# Uiterlijk > Huid >  Acne

## evolution

Hallo allemaal,
Ik heb last van matige acné, en het gekke is als ik een tijdje geen seks heb dat het een stukje minder wordt, en als ik weer vaker seks heb dat het dan weer toeneemt. Ik lees overal dat er geen verband tussen is maar tog zit het mij niet helemaal lekker, als ik seks heb denk ik heletijd aan mijn puistjes en als ik klaar ben dan voel ik mij rot.
Bedankt alvast.

----------


## evolution

Niemand? :Frown:

----------


## Luuss0404

hallo,

kon je niks vinden in de andere posts over dit onderwerp?
acne heeft wel te maken met hormonen... als ik ongesteld ben dan heb ik er meer last van... 
gebruik jij al bepaalde creme's lotions of iets om het te verminderen? en krijg je dan pukkels overal of alleen lokaal?

----------


## Fransnr1

Hebben jullie ook al Clear Action gebruikt of Epoch?

Clear Action:
Het is een veelomvattend product om tekenen van vroegere puistjes te helpen reduceren, huidige puistjes te helpen minimaliseren en bij te dragen aan een gezond ogende huid in de toekomst. Kom iedere ochtend en avond in actie en help uw huid er zo goed mogelijk uit te zien en zo goed mogelijk aan te voelen.

Epoch:
Helpt het ongemak van puistjes te verminderen. Epoch combineert bewezen poriezuiverende ingrediënten met Jobstranen (een botanisch ingrediënt dat van oudsher in Azië gebruikt werd om roodheid te reduceren), duizendblad (eeuwenlang gebruikt om de huid te kalmeren), klis (dat de probleemhuid helpt opknappen) en kamille-extract (dat de huid kalmeert).

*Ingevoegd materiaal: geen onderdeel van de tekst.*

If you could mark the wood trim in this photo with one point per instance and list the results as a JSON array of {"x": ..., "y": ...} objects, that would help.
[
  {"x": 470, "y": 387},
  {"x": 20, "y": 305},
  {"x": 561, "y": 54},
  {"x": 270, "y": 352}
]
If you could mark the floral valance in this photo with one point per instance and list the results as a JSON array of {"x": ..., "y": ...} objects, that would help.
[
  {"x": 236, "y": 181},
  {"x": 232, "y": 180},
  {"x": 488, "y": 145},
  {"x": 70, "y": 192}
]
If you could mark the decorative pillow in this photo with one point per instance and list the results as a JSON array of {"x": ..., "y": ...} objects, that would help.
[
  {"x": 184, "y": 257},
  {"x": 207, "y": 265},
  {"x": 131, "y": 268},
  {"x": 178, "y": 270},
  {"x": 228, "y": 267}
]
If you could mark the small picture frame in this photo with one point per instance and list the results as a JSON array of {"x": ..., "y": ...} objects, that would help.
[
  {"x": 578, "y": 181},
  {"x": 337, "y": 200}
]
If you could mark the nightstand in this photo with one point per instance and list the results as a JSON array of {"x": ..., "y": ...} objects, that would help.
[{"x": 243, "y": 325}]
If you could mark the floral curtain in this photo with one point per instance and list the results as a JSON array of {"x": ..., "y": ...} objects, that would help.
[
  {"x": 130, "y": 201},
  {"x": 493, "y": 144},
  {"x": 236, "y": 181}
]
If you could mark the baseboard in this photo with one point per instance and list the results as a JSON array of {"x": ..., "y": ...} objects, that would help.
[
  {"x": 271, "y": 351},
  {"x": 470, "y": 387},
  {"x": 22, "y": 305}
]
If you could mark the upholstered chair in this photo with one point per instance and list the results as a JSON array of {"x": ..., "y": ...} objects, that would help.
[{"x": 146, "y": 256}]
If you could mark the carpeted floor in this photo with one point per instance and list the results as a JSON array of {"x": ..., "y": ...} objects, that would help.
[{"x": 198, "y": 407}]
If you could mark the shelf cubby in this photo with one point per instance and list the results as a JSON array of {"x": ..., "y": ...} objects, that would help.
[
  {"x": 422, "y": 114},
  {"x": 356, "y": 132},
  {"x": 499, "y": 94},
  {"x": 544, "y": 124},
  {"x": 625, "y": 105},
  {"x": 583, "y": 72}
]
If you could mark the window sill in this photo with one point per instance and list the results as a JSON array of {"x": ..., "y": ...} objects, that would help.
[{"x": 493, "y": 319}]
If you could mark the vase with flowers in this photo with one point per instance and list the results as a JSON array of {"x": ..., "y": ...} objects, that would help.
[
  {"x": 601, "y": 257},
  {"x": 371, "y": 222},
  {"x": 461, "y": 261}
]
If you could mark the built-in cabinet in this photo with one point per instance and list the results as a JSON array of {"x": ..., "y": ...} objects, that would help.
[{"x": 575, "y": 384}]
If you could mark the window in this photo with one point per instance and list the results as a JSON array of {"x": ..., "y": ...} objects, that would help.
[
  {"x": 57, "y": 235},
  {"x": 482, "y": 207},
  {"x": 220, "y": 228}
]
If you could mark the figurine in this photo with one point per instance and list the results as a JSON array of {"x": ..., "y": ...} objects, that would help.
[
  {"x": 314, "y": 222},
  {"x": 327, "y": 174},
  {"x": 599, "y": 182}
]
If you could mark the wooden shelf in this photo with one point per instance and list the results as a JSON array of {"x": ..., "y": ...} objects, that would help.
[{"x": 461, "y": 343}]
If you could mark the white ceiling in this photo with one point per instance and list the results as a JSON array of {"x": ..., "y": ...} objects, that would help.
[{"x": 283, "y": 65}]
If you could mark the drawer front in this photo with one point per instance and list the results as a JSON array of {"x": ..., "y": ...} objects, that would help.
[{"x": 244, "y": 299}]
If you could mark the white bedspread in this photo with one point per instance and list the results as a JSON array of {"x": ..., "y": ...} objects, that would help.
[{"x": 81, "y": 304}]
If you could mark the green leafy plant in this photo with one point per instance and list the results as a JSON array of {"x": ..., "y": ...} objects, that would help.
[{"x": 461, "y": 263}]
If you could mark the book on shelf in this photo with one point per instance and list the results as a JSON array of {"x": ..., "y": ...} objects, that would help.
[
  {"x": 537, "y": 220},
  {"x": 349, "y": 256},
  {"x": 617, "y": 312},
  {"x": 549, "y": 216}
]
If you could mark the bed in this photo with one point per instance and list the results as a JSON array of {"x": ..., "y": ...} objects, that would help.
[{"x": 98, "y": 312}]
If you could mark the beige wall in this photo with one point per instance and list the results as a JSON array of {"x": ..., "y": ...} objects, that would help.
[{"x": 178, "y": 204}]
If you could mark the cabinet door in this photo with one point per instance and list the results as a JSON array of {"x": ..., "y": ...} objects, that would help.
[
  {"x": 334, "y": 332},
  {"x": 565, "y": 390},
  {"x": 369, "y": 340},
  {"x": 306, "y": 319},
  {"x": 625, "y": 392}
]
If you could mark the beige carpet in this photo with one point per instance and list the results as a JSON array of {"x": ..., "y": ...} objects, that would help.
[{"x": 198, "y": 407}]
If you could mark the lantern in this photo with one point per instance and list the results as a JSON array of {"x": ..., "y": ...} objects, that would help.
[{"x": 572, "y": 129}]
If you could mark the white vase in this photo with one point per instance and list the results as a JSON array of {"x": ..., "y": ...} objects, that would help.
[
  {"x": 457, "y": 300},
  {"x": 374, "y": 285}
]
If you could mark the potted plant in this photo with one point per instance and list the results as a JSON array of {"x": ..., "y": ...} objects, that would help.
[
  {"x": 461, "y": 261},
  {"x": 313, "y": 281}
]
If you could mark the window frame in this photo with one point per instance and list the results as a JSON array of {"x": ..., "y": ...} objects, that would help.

Meer info nodig? Ask me (pb bericht is het snelst).

----------


## SchoonheidsspecialistN

Lieve Mensen,

Wie wil mij redden voor mijn laatste herkansing Voor mijn examen ACNE??

Het examen vind plaats op: Woensdag 13 Juni om 8:30 Op het Vitalis college Te Breda

*Wil Jij van je Acne AF??* Bel mij dan snel voor deze datum!! Hoe meer hoe beter!

Voor Man en Vrouw. Gezicht, rug of borst.

Ik Vergoed je reiskosten! dus voor jou geheel kosteloos! Reageren dus!

Alvast heel erg bedankt! 

Neem contact met me op: [email protected]

----------


## sandervdmeer

Hoi,

Ik heb geen last van een vermeerdering/vermindering van de pukkels en puistjes bij het wel of niet hebben van seks. Wel heb ik heel veel producten gebruikt die zeggen te helpen tegen acne. Helaas werkte er geen een echt goed, totdat ik laatst iets vond op internet. Het heet gladskin en werkt echt super goed. Het wordt door een bedrijf uit Nederland gemaakt en het is door meerdere internationale bedrijven goed gekeurd. Je kan het heel makkelijk bestellen via www.gladskin.com Bij mij werkte het heel goed en raad het jullie ook aan.

Gr.

----------


## Shitwista

Hallo Allemaal,

Ik kan jullie ermee helpen!! en jullie mij weer :$

Ik ben schoonheidsspecialiste en doe nu examen in acne.
We moeten iemand vinden met 5 puistjes (witte koppen) en 5 comedonen.

Je krijgt een behandeling die bestaat uit:
- Reiniging
- Peeling
- Onzuiverheden verwijderen
- Masker
- Dagcreme

Deze dingen helpen je om je huid weer te herstellen.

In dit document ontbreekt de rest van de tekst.